Op-Ed: Support Old World Wisconsin
(To be placed in the Wisconsin State Journal, or another statewide publication)
In attempting to address this opinion piece, I realized that the audience my appeal is targeting is so broad, so varied, that my “Dear…” statement would go on for pages. Old World Wisconsin, the world’s largest museum devoted to preserving and showcasing the history of rural life, is truly something the state of Wisconsin should be proud of. This piece goes out to not only lovers of history, but also lovers of Wisconsin, immigrant culture, architecture, farming, agriculture, families, teachers, students and travelers, with the simple goal of raising awareness, attendance and donations for the state-funded site.

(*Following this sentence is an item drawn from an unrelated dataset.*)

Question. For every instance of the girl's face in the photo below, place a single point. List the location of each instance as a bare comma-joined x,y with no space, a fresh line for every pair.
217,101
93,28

The museum, which houses over 60 structures from the many cultural backgrounds that together, make up the people of Wisconsin, is not only a place for history to be displayed and explored but an exquisite demonstration of preservation. The structures at Old World Wisconsin (OWW), which range from a Norwegian one-room schoolhouse to an African-American church, are original structures, just not original to Old World Wisconsin. In what some refer to as “salvage architecture”, historic structures from around the state, no longer functional for their original and intended purposes, were moved to Eagle, Wisconsin (home of Old World) and reconstructed to form the open air museum we know today. These buildings, though not original to the area, provide visitors with a one of a kind opportunity to see folkloric structures that were not created to be on display but to live everyday life in.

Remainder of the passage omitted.